Every time there was shoot-out Cudahy would recount his own days of gunplay, usually some kind of pimp jump in the lime-colored corridors of a formerly Socialist apartment block.

"They got my driver Vlad in the head, point-blank," he said one night. "I figured I was a goner until I stumbled across a ventilation duct. Hard to believe I fit, but I did. And so here I am. And here you are. Death's luck goes south, too, you know. Hit me."

"I think the reaper's due for a run."

"Don't talk that way," said Cudahy. "This living and dying shit, it's all a matter of attitude. It's like you're at the Worlds with a couple of fouls and you need one clean put to qualify. The Swedish judge is gunning for you and you're thinking, 'I will stay in the circle, there is nothing for me outside the circle. Fuck Scandinavia.' "

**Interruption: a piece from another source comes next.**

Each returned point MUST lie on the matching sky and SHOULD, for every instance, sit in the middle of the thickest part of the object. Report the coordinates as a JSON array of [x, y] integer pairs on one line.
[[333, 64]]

"What are you talking about?"

"Say it: There's nothing for me outside the circle. Fuck Scandinavia."

"There's nothing for me outside the circle. Fuck Scandinavia."

"Exactly," said Cudahy. "Worked for me. I silvered. Then I got out of the shot-put racket for good. I mean, chucking a steel ball over and over again. For what? The travel, sure, but all in all it was a waste of time. And you know what else? When you're a great shot-putter, they hate you for it. They really do. Not true of, say, the discus. The discus-throwers have a feeling of community. They have that statue. Hit me. Fuck, busted."

When I phoned the clinic to confirm my next appointment, the Mechanic took the call himself.

"We've got some exciting news," he said. "A breakthrough. I can't tell you over the phone, though."

Cudahy popped a bottle of raisin schnapps.

"To beginnings, breakthroughs, fresh starts," he said. "May the upshot of all this be nothing more than a beautiful new-found invigoration that informs your long years ahead."

"That's nice," I said.

"It's an old peasant saying," said Cudahy. "The literal translation is 'Better you fuck yourself than they fuck you.' Good luck tomorrow. I'll be waiting with some coq au vin."

The next day the nurse led me past the Special Cases Lounge and through a slim metallic door. We stepped into a bright amphitheater, a room like a grooved well. The Philosopher and the Mechanic stood down at the bottom of it behind a semi-translucent scrim. Dozens of others filled the raked seats. Some craned back to catch my eye, nod, enact hopeful semaphore with their thumbs. The Philosopher stepped out from behind the scrim. A lectern rose into his hands from some hushed hydraulics in the floor.